Keine ausreichende Begründung für Grenzkontrollen
Die Entscheidung des Verwaltungsgerichts Koblenz könnte Signalwirkung für die Bundespolizei haben. Im Juni 2025 wurde ein Fahrgast eines Linienbusses auf dem Weg von Luxemburg nach Saarbrücken einer verdachtsunabhängigen Kontrolle unterzogen. Der Mann klagte dagegen und argumentierte, die Grenzkontrollen verstießen gegen den Schengener Grenzkodex. Die Bundesrepublik habe die Wiedereinführung und Verlängerung der Kontrollen nicht ausreichend begründet.
Richter bemängeln Rechtslage
Die Richter am Verwaltungsgericht Koblenz gaben dem Kläger Recht. Sie stellten fest, dass die Identitätsfeststellung am Grenzübergang rechtswidrig war. Zwar darf die Bundespolizei die Identität zur Kontrolle des grenzüberschreitenden Verkehrs feststellen. Das gilt aber nur, wenn die Binnengrenzkontrollen unionsrechtskonform eingeführt oder verlängert wurden.
Die Verlängerung der Binnengrenzkontrollen an der luxemburgisch-deutschen Grenze vom 16. März 2025 bis zum 15. September 2025 sei nach Ansicht der Richter nicht rechtmäßig gewesen.
Sonderfall nur bei ernster Bedrohung
Der Schengener Grenzkodex erlaubt die Wiedereinführung oder Verlängerung von Binnengrenzkontrollen gemäß Artikel 25 nur in Ausnahmefällen. Voraussetzung ist eine ernsthafte Bedrohung der öffentlichen Ordnung oder der inneren Sicherheit.

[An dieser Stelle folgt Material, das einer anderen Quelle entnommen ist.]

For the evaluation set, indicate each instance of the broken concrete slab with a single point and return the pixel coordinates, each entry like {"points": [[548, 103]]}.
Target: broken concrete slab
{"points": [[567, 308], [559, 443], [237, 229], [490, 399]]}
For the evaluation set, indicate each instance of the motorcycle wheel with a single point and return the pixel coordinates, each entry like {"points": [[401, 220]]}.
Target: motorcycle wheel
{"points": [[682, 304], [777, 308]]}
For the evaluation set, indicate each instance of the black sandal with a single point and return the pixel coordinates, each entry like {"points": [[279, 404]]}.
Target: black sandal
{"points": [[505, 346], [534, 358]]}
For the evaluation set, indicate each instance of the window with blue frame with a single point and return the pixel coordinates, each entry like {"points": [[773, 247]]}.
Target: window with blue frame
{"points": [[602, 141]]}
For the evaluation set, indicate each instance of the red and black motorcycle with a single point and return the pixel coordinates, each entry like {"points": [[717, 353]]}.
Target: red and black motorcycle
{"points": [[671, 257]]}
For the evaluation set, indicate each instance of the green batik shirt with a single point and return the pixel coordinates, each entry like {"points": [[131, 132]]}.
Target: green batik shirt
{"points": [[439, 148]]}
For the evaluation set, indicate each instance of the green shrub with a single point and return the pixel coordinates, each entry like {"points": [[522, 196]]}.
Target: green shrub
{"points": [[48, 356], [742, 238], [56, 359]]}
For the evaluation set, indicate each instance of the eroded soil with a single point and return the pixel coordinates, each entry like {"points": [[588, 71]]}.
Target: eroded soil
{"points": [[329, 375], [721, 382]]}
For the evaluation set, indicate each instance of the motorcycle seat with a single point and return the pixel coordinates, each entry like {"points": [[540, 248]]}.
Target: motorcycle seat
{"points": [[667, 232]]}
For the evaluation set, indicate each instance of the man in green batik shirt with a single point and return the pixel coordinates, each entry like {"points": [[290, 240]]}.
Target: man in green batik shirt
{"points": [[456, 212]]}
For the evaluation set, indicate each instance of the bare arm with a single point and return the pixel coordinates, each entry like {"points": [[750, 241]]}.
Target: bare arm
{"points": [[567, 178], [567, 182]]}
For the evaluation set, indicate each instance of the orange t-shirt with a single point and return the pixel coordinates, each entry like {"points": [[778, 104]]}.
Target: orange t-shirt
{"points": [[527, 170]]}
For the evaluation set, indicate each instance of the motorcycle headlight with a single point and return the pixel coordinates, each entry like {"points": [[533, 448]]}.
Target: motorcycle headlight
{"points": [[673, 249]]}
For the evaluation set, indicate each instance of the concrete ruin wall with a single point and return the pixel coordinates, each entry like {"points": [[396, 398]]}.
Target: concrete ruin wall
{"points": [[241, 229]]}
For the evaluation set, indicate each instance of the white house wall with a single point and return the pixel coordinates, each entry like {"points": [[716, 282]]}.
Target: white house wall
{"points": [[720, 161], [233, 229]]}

Die Bundespolizei habe diesen Beurteilungsspielraum verletzt, so das Gericht. Eine tragfähige Tatsachengrundlage für die Bedrohungslage habe gefehlt. Auch eine spontane Entwicklung, die eine Verlängerung rechtfertigt, sei nicht ausreichend dokumentiert worden.
Gegen das Urteil wurde die Berufung zum Oberverwaltungsgericht Rheinland-Pfalz zugelassen.